Algorithm to find optimal cuts of pipe I have varying lengths of pipe in inventory. When a customer requests various lengths I want to find the optimal way of cutting what I have in inventory. I need to make a program that does this.
This optimization needs to consider that longer lengths are exponentially more valuable than shorter lengths. Lets say a pipe of length x has a value of x1.12
How would I determine the optimal way to cut what is in inventory to get what the customer requested while maximizing the value of what is left in inventory? Can this be done efficiently without the problem growing exponentially with the number of pieces of pipe involved?

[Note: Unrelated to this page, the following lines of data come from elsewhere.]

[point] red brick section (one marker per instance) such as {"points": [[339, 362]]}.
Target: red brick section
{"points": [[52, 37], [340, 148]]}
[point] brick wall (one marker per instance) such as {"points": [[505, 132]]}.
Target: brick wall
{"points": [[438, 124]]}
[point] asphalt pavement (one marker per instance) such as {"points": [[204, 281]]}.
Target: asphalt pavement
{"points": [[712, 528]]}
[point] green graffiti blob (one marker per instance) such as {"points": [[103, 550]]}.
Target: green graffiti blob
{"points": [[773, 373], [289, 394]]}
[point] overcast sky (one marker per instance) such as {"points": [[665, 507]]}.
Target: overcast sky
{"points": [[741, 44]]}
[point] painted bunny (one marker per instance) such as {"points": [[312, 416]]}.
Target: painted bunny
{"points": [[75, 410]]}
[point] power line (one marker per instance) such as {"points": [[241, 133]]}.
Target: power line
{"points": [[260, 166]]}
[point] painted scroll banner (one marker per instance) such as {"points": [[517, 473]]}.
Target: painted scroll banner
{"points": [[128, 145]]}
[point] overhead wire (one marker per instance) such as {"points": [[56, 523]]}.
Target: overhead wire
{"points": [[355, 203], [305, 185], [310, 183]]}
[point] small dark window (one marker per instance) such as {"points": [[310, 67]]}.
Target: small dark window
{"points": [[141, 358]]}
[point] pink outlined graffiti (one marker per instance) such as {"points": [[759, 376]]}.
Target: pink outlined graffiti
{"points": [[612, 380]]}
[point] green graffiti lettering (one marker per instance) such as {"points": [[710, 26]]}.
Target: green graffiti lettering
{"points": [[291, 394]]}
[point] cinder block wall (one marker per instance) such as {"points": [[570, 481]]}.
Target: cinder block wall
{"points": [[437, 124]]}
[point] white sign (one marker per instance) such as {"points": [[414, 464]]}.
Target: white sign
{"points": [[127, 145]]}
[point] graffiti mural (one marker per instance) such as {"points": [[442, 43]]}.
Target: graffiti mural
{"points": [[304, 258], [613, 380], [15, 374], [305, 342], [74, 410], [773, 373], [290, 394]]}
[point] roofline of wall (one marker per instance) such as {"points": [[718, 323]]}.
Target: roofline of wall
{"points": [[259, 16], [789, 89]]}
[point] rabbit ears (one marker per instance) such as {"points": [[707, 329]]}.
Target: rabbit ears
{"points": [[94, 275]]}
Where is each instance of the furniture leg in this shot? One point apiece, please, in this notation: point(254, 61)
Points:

 A: This turns out to be a very hard problem, and unless $P=NP$ there is no algorithm which runs in polynomial time as a function of the number of pipes and cuts. In fact, no such algorithm exists even if you only have $2$ pipes! The reason is because we can reduce the subset sum problem, a known NP-complete problem, to a special case of this with just $2$ pipes:
Suppose you have a set $c_1,\ldots,c_n$ of positive integers, with total sum $C$, and want to know whether some subset of them sums to $S$. If you have two pipes, one of length $S$ and the other of length $C+1$, then you can make cuts $c_1,\ldots,c_n$ with a leftover value of at least $(S+1)^{1.12}$ iff you can use all of the pipe of length $S$, that is iff there is some subset of $c_1,\ldots,c_n$ which sums to $S$.
There's a bit of hope left, as subset sum is only weakly NP-complete, so there are efficient algorithms when the size of the integers (i.e. the cuts) are small, which translate to efficient approximation algorithms regardless of size. However, this problem is a vast generalization of subset sum, so may be strongly NP-complete. I'll give the question some more thought.
Edit: This hope is also dashed, as the 3-partition problem, a strongly NP-complete problem, can be reduced to this:
Suppose you have a set of $3m$ positive integers $c_1,\ldots,c_{3m}$ which sum to $Cm$. If you have $m$ pipes of length $C$ and one of length $Cm$, then you can make cuts $c_1,\ldots,c_{3m}$ with leftover value of at least $(Cm)^{1.12}$ iff you can use all of the $m$ pipes of length $C$, i.e. iff you can partition $c_1,\ldots,c_{3m}$ in $m$ $3$-tuples which each sum to $C$.